We can and do mobilize resources, as well as make ourselves available as resource persons. This is usually done through the Ward Welfare Services Committee spoken of earlier.
And finally, we can and must stay involved until the solution of the problem is found and resolution of the needs is accomplished. This is achieved when the individual in need can once again fully care for himself. It must be emphasized that we do not rely on some outside agency to show the compassion or perform the labor that we have covenanted to do.
Now, in order for us to be effective in this Welfare Services work, there are several basic things that must be done. May I suggest some of the primary Welfare Services priorities that each priesthood leader should pursue. In brief, they are:
Organize according to the pattern set forth in handbooks and as directed by your presiding priesthood officer. If we are not properly organized, our Welfare Services efforts are likely to be inconsistent and ineffective.
Learn our duty. Much material has been made available to help you understand your responsibilities and accountabilities. See to it that you do not lack in understanding of what and how you are to proceed in your assignment.
Hold regular, effective meetings following a meaningful agenda. In all of your meetings please make adequate provision for reports on assignments given; it’s the follow-through on decisions made in our priesthood councils that truly makes of us Good Samaritans. As was stressed last April, I want to give emphasis to the three crucial meetings that must be held if Welfare Services is to be carried forward as the Lord intended. These three are the weekly Ward Welfare Services Committee meeting, the monthly Stake Welfare Services Committee meeting, and the monthly Stake Bishops Council meeting. (See Ensign, May 1977, pp. 88–90.)
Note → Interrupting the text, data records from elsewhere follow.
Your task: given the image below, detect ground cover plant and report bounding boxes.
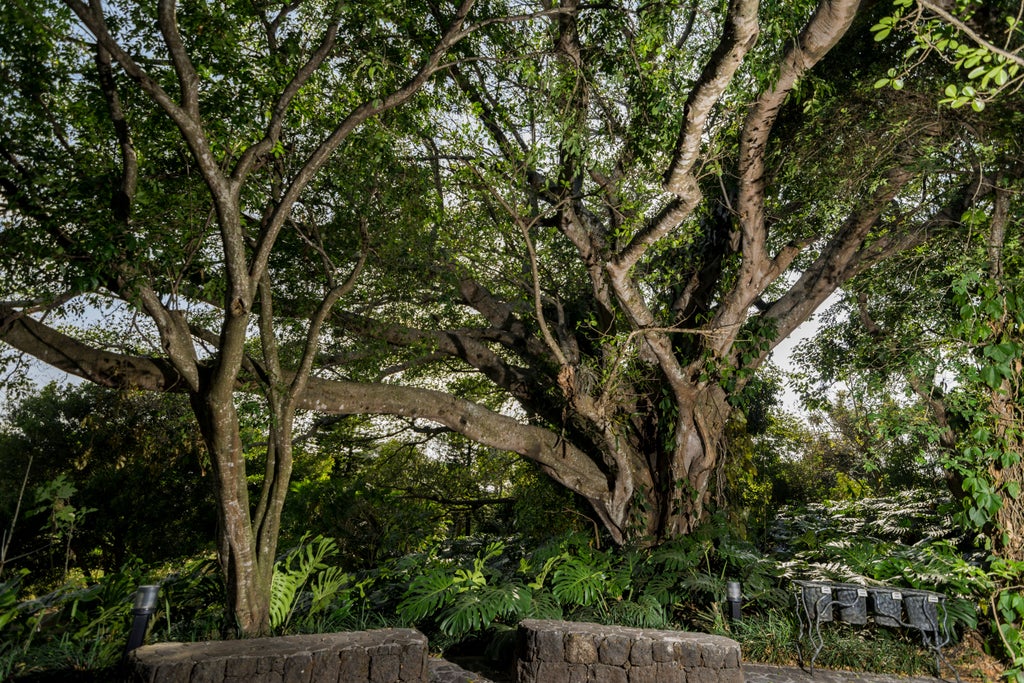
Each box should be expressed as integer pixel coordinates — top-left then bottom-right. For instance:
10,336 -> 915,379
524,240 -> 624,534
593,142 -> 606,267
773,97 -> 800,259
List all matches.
0,492 -> 1007,677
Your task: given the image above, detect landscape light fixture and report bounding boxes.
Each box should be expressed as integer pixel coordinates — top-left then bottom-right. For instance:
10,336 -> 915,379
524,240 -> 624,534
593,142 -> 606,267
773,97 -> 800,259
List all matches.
725,581 -> 743,622
125,586 -> 160,656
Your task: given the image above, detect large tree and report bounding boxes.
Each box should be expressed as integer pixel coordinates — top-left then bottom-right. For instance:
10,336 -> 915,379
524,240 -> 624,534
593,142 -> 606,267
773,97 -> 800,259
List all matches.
0,0 -> 1015,631
0,0 -> 524,633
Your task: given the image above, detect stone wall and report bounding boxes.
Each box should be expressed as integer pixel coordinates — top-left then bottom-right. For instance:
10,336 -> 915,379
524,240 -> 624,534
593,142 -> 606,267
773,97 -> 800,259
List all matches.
516,620 -> 743,683
129,629 -> 429,683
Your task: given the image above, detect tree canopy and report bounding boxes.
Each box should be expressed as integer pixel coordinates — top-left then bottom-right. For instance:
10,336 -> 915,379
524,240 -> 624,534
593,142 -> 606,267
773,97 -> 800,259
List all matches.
0,0 -> 1020,632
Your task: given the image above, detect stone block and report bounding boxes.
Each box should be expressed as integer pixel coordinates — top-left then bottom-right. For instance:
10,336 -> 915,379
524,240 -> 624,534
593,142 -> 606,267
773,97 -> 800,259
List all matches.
700,643 -> 726,670
565,633 -> 597,664
629,664 -> 658,683
672,634 -> 704,669
393,645 -> 421,683
283,652 -> 313,683
590,664 -> 629,683
655,661 -> 687,683
338,647 -> 370,683
650,638 -> 677,661
630,638 -> 654,667
129,629 -> 427,683
597,634 -> 630,667
370,643 -> 401,683
534,631 -> 565,661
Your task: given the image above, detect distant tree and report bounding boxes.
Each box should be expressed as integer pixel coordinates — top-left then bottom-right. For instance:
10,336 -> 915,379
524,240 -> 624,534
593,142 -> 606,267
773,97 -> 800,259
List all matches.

Teach Welfare Services principles and exemplify them in your own life. Make it a habit to read the report of these Welfare Services sessions of conference. They contain splendid material on the principles of Welfare Services. Today we have been instructed as fathers in what to teach to our families, as bishops in what to teach our wards. And President Kimball has reminded us of the foundational principles of this Welfare Services work with which we should all familiarize ourselves.
Establish and maintain those facilities and systems required to respond to needs. Much has been said over the years regarding establishing production projects, storehouses, the employment program, appropriate use of LDS Social Services agencies, and Deseret Industries. I needn’t elaborate on what ought to be or how it should be established. Simply let me remind you that, according to an appropriate plan, we must go forth in establishing the Lord’s complete program.
Keep the program volunteer centered. As a stake president, I observed the transformation in lives and the happiness gained by those who, on a Church service and volunteer basis, gave of themselves as Good Samaritans and as good Christians to heal and prosper the lives of others. I believe it was President Lee who said that we must never let this program become one of professionals. To the extent possible, we should rely on church service—brothers and sisters—to accomplish much of this work. When it is required that we have full- or part-time employees, then let us make certain that those we hire are fully qualified.
My brothers and sisters, the work of this Church is moving forward as perhaps never before. May each of us give of ourselves wherever we can in the building of this kingdom and be fully self-reliant and compassionate; and then, as appropriate, help others help themselves in this great Welfare Services work and maintain their dignity and self-respect.
I leave with you my testimony of the truthfulness of this most important work. It is the work of the Lord. In the name of Jesus Christ, amen.